Environments and execution
In order to deploy this change, we’ll create a playbook to specify which roles
to include. Here’s that file, called configure.yml
:
---
- hosts: all
roles:
- nginx
Next create a hosts file for each environment, e.g. hosts.staging
,
hosts.production
. You can name them otherwise, of course, but that’s my own
convention. The hosts.staging
file will include your host servers, e.g.:
[staging]
mydomain.com
Note that you can add domains, IP addresses, or named servers from your SSH configuratiNote that you can add domains, IP addresses, or named servers from your SSH configuration.
One last thing: the tasks file references the configuration file paths using a
variable and that’s not set anywhere. We’ll use the group_vars
folder to
include a file for each environment with variable definitions.
group_vars/staging
will look like this:
---
deployment: "staging"
Pretty simple. You can also include an all
file for variables which apply to
all hosts. These are overridden by host specific variables.
Your file structure should look like so now:
group_vars/
production
staging
roles/
nginx/
files/
staging_site.conf
production_site.conf
handlers/
main.yml
tasks/
main.yml
configure.yml
hosts.production
hosts.staging
Now you’re ready to execute:
ansible-playbook -K configure.yml -i hosts.staging --check
The -K
option will prompt for the sudo password; the -i
option is followed
by the path to the hosts file we want to use; and the --check
flag tells Ansible
not to execute any of the tasks but just report back whether changes would be
made. Our expectation is that no changes will be made - presuming, of course
that the file contents are exactly the same. Go ahead and run this without the
check flag on staging, and do the same sequence on production.

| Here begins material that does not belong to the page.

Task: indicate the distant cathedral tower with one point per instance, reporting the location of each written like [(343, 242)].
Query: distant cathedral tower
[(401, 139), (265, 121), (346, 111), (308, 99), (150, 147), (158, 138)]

By example: incremental changes
Now let’s add our change to the configuration. It’s a simple redirect rule, e.g.:
location /redirect/ {
rewrite ^(.*) http://www.othersite.com/ permanent;
}
Drop that into the appropriate place in the site configuration file for each environment. For good measure add some comments to the file to the effect that one should not make changes to it directly since it’s under new management. Now execute the playbook again as before. Your one redirect is now active across your environments. Woohoo!
Complete configuration
Of course it’d have taken a fraction of the time to make this change directly, but now you can repeat changes, exactly, across environments. You have the benefit of being able to more easily test these changes and to retain a history of what changed, by whom, and why.
Once you’ve got your immediate changes out of the way, start fleshing out your
configuration of the status quo. Add a task to install Nginx, and include
additional configuration files in their present state. For each addition,
execute the playbook across your environments in sequence, using the --check
flag as desired. This is a tad cautious, but the goal is to make small, easy to
track changes.
As you build out your configuration, including additional roles, the best test of your configuration’s completeness is how well you can rebuild your current environment from the group up using your configuration code. A disposable development environment such as a local VM or cheap cloud instance is your friend here.
Wrap up
Your strategy should be to start small, both in terms of the scope of processes or files to manage, and to work incrementally. Work incrementally with both the changes you make and the systems against which you make your changes.
If this sounds crazy and exceptionally conservative, you’re right. And that’s how I like it. We have an existing system, a production system even, and our goal is not to make tons of changes at once, but incrementally in the smallest fashion possible. Eventually as you start checking more systems and making more changes you’ll get more pieces of more services configured authoritatively and codified.